Only downside that I can find, when it's compressed you won't be able to use MySQL to do a simple search in the field :-( I tried using gzencode() to compresses the search term and then used strpos() to see if the compressed string contained the compressed search term, but it wasn't found. So it's not a great solution for me to use with a message board (unless someone can suggest something better), but it would definitely help with Private Messages.
9:05 am on Aug 20, 2019 (gmt 0)

Senior Member

WebmasterWorld Senior Member Top Contributors Of The Month

joined:Nov 13, 2016
posts: 1194
votes: 288


You can also have a look at the bz... functions : [php.net...] , which, often produce "slightly" smaller data (but not big difference).

I tried using gzencode() to compresses the search term and then used strpos() to see if the compressed string contained the compressed search term, but it wasn't found.

This is not how it works :)

[en.wikipedia.org...]

Basically, this kind of compression algorithm is working by checking the frequency of repetition of a sequence of bytes (in this case words / characters).

An extremely simplistic view would be :
- the first occurrence of the word "widget" is stored as it
- the next time the word "widget" is found, instead of storing the word, the algorithm will store a pointer to the previous reference (as well as the length of the sequence).

As I said, this is simplistic explanation, in real life this is a more complex , and GZ involves also Huffman tree to adapt the length of coding.

So, you can't use the MySQL indexing function, to run search, you'll need to create your own search engine, with a separate "dictionary".
9:33 am on Aug 20, 2019 (gmt 0)

Senior Member from GB 

WebmasterWorld Senior Member brotherhood_of_lan is a WebmasterWorld Top Contributor of All Time 10+ Year Member Top Contributors Of The Month

joined:Jan 30, 2002
posts:5046
votes: 60


brotli is another compression algorithm worth a look
10:11 am on Aug 20, 2019 (gmt 0)

Senior Member

WebmasterWorld Senior Member Top Contributors Of The Month

joined:Nov 13, 2016
posts: 1194
votes: 288


brotli is another compression algorithm worth a look

There is no native support for brotli in PHP (yet). If you want to use Brotli within PHP script, you need to compile yourself this extension : [github.com...] . One day, it will certainly make its way to the official distribution of PHP.

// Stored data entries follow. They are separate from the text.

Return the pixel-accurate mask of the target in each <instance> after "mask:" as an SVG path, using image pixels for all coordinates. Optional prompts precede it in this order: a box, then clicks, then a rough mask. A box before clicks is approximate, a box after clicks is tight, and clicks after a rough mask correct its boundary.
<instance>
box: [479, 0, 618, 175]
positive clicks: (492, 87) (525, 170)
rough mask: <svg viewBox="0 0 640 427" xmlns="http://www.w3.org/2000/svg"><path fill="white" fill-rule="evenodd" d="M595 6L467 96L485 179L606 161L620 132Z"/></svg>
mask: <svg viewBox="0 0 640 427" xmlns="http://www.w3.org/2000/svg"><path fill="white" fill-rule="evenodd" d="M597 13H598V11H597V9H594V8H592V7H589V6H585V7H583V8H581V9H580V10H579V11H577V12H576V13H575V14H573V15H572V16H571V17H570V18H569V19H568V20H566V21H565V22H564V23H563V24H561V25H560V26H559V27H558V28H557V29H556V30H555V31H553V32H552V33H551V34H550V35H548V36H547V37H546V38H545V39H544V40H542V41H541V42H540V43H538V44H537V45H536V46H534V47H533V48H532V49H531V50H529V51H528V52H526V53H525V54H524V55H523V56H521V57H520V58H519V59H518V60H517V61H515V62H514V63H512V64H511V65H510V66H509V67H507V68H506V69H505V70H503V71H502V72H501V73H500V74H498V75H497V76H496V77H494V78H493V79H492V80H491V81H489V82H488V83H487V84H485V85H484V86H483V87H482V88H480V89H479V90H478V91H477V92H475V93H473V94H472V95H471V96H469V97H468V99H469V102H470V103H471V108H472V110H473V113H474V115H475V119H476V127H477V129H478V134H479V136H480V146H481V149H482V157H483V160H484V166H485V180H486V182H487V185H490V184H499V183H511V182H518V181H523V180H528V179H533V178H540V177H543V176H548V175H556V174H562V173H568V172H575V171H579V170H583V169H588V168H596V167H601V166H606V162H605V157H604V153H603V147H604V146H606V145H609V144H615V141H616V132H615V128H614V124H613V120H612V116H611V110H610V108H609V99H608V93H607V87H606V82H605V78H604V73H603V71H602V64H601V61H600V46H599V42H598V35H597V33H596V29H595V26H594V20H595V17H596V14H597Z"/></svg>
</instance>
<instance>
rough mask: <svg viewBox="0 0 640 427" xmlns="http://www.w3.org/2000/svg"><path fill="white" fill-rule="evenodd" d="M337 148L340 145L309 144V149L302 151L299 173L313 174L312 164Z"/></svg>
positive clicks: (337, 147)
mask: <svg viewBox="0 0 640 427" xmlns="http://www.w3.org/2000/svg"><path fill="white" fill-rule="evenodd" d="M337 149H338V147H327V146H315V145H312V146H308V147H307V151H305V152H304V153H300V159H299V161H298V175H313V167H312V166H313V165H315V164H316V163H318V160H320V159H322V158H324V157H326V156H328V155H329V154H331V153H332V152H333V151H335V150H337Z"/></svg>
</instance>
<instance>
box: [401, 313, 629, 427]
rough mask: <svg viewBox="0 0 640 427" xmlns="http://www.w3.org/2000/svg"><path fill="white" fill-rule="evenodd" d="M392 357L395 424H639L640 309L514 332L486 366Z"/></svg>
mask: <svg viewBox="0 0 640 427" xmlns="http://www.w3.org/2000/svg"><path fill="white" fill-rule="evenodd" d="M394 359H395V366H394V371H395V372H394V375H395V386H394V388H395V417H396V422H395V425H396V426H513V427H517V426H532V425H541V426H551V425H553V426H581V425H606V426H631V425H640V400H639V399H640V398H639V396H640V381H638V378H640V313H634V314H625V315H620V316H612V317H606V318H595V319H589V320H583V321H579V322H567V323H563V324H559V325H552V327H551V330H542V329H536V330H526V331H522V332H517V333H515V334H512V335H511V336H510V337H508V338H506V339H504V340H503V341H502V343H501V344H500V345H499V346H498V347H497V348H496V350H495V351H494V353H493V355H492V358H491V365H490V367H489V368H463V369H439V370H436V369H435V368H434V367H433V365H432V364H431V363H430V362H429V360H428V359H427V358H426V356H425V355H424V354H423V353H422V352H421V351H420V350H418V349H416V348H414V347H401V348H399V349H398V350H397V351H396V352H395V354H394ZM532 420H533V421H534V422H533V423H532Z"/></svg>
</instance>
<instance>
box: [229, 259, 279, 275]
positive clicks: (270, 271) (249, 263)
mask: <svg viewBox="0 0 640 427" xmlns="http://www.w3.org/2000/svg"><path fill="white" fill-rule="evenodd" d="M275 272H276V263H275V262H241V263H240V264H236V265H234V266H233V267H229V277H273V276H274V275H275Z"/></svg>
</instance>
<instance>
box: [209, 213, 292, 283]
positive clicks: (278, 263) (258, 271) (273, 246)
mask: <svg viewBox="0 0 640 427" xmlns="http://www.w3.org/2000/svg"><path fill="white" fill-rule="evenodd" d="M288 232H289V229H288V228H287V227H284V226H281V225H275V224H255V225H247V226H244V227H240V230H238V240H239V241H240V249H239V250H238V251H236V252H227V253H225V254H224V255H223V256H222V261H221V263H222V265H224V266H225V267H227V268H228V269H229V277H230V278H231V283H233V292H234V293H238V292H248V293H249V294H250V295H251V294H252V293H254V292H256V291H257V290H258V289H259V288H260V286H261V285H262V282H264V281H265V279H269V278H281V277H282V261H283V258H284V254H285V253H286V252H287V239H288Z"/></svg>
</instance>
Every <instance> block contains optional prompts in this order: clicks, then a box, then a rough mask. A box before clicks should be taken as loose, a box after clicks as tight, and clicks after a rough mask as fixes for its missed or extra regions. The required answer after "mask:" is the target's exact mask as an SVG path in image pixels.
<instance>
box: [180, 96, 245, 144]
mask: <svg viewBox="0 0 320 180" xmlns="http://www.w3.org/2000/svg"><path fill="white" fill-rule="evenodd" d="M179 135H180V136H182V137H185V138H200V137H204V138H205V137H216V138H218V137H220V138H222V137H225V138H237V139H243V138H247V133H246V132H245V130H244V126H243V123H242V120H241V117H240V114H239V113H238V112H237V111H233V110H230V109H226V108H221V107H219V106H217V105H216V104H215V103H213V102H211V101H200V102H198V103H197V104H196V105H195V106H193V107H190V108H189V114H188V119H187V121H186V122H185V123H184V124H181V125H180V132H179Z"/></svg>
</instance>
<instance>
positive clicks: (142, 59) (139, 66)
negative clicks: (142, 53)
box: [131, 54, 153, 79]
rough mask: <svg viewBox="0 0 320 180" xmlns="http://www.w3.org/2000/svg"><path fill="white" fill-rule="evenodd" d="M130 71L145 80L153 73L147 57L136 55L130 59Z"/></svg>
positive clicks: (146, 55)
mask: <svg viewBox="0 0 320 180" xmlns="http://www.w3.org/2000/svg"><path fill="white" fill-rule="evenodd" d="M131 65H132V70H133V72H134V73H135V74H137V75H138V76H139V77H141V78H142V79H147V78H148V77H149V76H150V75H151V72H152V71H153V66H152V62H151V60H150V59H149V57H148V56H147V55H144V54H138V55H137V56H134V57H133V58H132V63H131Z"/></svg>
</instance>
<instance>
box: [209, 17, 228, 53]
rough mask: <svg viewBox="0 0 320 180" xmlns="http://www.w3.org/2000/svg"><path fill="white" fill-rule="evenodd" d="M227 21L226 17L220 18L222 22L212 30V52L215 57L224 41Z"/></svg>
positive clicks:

Indirectly related, I use Brotli to compress my pages. I use the H2O web server and obtain faster compression, with slightly smaller files than GZ. Brotli extensions are also available for Nginx, Apache, etc...
4:36 pm on Oct 28, 2019 (gmt 0)

Junior Member

Top Contributors Of The Month

joined:Aug 30, 2019
posts:147
votes: 30


Hello-

The problem with using compressed string / text, is that, if one day, the string / text is corrupted, you will no longer be able to retrieve the text at all. Using plain text is more convenient, if the text is corrupted, you'll get awkward characters in the middle, but part of the text will still be readable.